With the Super Bowl being held in the party haven of New Orleans this year, it’s only fitting that Americans across the country plan to do plenty of partying of their own.
The Sunday of the Super Bowl, the annual championship of the National Football League, is considered an unofficial national holiday in the United States. The game is only part of the spectacle. Each year there are extravagant events in the host city, a star-studded half-time show, and multi-million dollar advertisements during the game.
qSample conducted a survey of its U.S. General Population Panel among people who plan to watch the Super Bowl to gauge various activities, interest and, most importantly, predictions for the big game itself.
The game is a highly social event.
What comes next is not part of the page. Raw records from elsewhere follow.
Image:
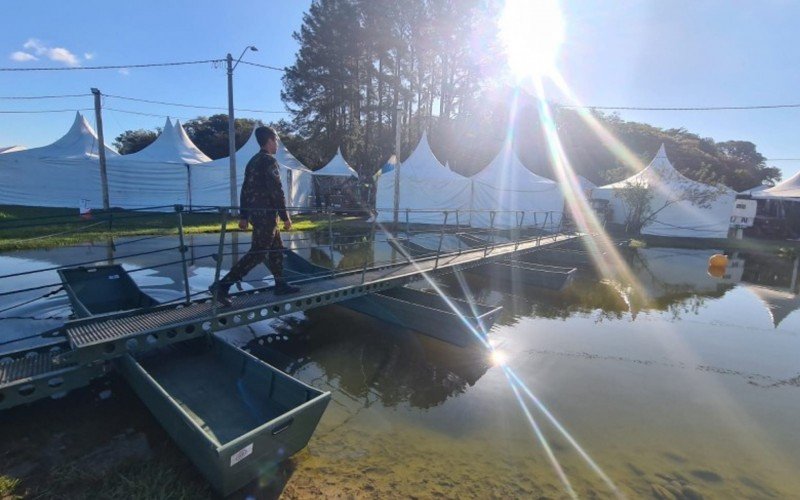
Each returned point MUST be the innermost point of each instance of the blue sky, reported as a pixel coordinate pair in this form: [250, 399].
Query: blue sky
[670, 53]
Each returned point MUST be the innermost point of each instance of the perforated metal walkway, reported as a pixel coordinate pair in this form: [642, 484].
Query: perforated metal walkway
[92, 341]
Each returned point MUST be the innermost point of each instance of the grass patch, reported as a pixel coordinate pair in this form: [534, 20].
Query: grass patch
[168, 478]
[25, 228]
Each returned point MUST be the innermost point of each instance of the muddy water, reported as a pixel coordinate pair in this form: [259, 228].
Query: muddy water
[676, 384]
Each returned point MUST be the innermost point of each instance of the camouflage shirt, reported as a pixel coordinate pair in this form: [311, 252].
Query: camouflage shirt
[262, 193]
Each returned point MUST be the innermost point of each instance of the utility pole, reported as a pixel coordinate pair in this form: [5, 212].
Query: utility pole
[231, 136]
[101, 148]
[396, 166]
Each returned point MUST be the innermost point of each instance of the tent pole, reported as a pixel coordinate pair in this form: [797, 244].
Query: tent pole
[101, 148]
[396, 166]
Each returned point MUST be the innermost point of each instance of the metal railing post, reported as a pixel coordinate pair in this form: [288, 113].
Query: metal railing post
[372, 237]
[491, 232]
[330, 240]
[458, 230]
[220, 253]
[441, 238]
[182, 250]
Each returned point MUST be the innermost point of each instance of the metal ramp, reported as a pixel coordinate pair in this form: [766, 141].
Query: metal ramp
[87, 344]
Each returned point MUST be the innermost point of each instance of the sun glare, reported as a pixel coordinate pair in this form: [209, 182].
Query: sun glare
[532, 33]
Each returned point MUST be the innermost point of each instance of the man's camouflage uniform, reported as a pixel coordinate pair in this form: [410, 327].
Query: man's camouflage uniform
[261, 202]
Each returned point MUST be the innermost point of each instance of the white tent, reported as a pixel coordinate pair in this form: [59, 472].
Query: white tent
[60, 174]
[337, 167]
[786, 190]
[507, 187]
[685, 208]
[426, 185]
[211, 180]
[297, 179]
[754, 191]
[158, 175]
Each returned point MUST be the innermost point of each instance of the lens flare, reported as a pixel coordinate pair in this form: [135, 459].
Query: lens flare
[532, 33]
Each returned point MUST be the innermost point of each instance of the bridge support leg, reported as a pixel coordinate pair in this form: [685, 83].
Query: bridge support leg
[183, 255]
[441, 237]
[366, 253]
[220, 253]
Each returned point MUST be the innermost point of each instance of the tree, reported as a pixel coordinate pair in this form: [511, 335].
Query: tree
[643, 202]
[210, 134]
[132, 141]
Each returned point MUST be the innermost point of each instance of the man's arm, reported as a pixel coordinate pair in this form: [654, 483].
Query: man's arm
[246, 195]
[278, 197]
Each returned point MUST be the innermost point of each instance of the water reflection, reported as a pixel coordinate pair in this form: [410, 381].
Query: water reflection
[673, 382]
[369, 360]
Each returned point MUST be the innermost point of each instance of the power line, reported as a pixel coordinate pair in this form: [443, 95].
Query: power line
[197, 106]
[709, 108]
[32, 97]
[72, 110]
[265, 66]
[116, 66]
[145, 114]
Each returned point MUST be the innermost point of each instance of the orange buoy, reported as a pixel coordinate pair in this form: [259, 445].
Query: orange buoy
[718, 260]
[716, 271]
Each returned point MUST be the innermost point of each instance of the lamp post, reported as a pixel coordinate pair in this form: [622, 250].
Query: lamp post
[231, 128]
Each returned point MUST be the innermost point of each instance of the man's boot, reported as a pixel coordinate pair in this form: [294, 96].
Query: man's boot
[219, 291]
[282, 287]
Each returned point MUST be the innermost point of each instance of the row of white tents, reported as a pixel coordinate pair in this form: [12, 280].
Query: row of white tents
[172, 170]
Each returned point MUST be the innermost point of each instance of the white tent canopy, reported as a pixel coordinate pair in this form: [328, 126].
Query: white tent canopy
[425, 185]
[211, 180]
[755, 190]
[586, 185]
[158, 175]
[786, 190]
[685, 208]
[297, 179]
[171, 146]
[337, 167]
[69, 165]
[507, 187]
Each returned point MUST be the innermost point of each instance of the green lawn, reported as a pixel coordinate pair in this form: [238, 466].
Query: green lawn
[24, 228]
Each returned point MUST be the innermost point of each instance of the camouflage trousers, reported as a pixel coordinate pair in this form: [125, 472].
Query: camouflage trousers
[266, 245]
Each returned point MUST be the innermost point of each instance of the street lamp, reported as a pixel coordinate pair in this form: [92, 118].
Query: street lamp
[231, 127]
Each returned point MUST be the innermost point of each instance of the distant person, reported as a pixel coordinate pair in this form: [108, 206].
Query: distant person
[261, 202]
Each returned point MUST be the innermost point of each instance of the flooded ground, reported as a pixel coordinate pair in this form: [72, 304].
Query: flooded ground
[675, 384]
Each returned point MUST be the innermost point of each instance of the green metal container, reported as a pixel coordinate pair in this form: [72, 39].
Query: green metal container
[232, 414]
[102, 289]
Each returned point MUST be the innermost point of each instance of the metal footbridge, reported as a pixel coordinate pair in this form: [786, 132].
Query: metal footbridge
[81, 349]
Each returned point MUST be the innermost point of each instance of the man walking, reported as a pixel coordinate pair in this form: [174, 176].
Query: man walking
[261, 202]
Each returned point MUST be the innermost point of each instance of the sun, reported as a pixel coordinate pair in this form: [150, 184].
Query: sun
[531, 32]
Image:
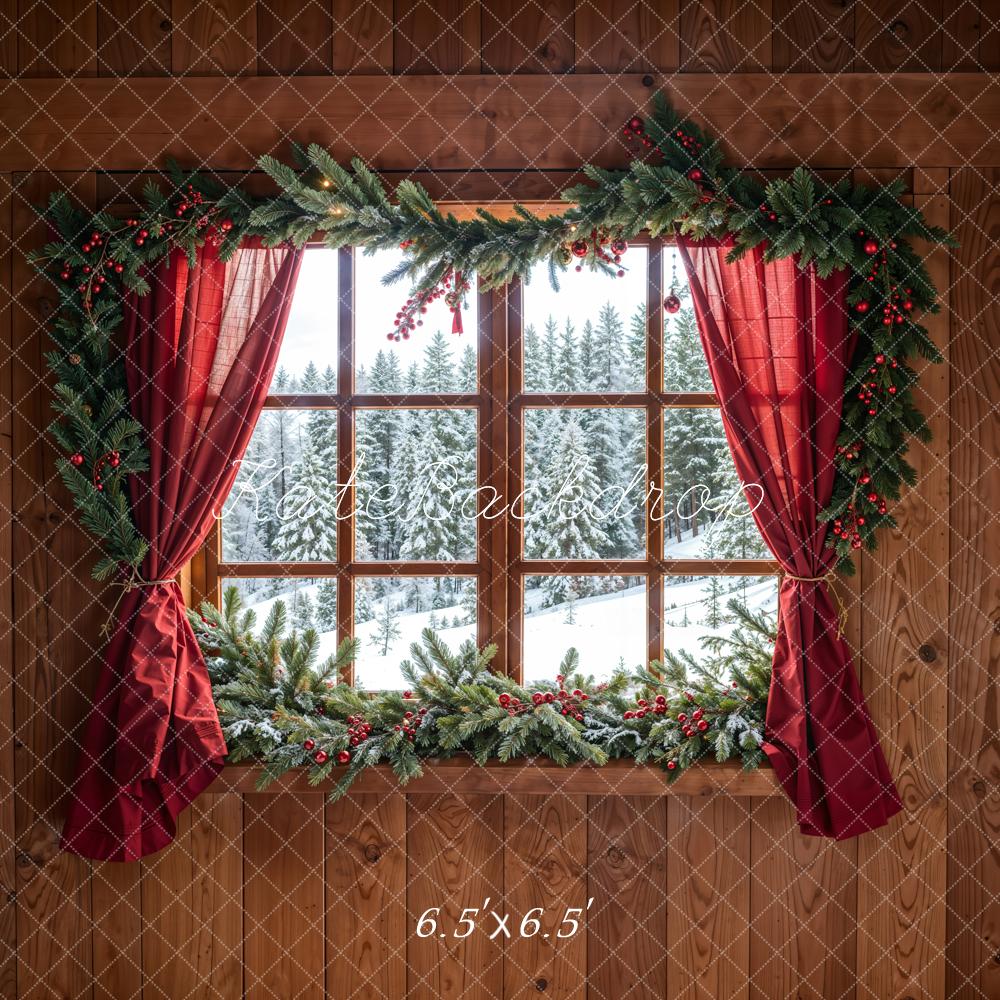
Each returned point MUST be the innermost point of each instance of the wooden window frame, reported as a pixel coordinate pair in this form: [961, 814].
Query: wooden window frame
[500, 404]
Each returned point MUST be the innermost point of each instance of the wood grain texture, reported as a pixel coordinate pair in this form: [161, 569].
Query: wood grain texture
[901, 869]
[133, 38]
[725, 36]
[294, 37]
[545, 866]
[973, 712]
[528, 38]
[620, 36]
[366, 897]
[454, 860]
[214, 37]
[899, 36]
[8, 916]
[803, 905]
[441, 38]
[56, 617]
[192, 906]
[57, 40]
[480, 123]
[283, 897]
[816, 37]
[362, 38]
[627, 878]
[708, 938]
[535, 776]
Fully twenty percent indicate they will be hosting or going to a Super Bowl party, and over half (51%) say they will be watching the game at a friend’s or family member’s residence. Another 6% indicated they will watch the game at a bar. A majority of 59% say they plan to spend on food and beverages for the event.
Television advertisements have become an important part of the fun – and something to entertain people who don’t care about sports. Many advertisers save their most creative work for the Super Bowl. Fifteen percent of those surved said the ads are what they think is the most important part of watching the Super Bowl. Fully 64% say they think Super Bowl ads are effective in influencing consumer purchase decisions.
Forty percent said they were very interested (17%) or interested (23%) in the half-time show featuring singer Beyoncé.
As for the big game’s result? Thirty-nine percent picked the San Francisco 49ers, while 21% picked the Baltimore Ravens (at the time of the poll the identity of the two participants was not finalized).
In total 375 respondents completed the survey, with a distribution of 55% women and 45% men.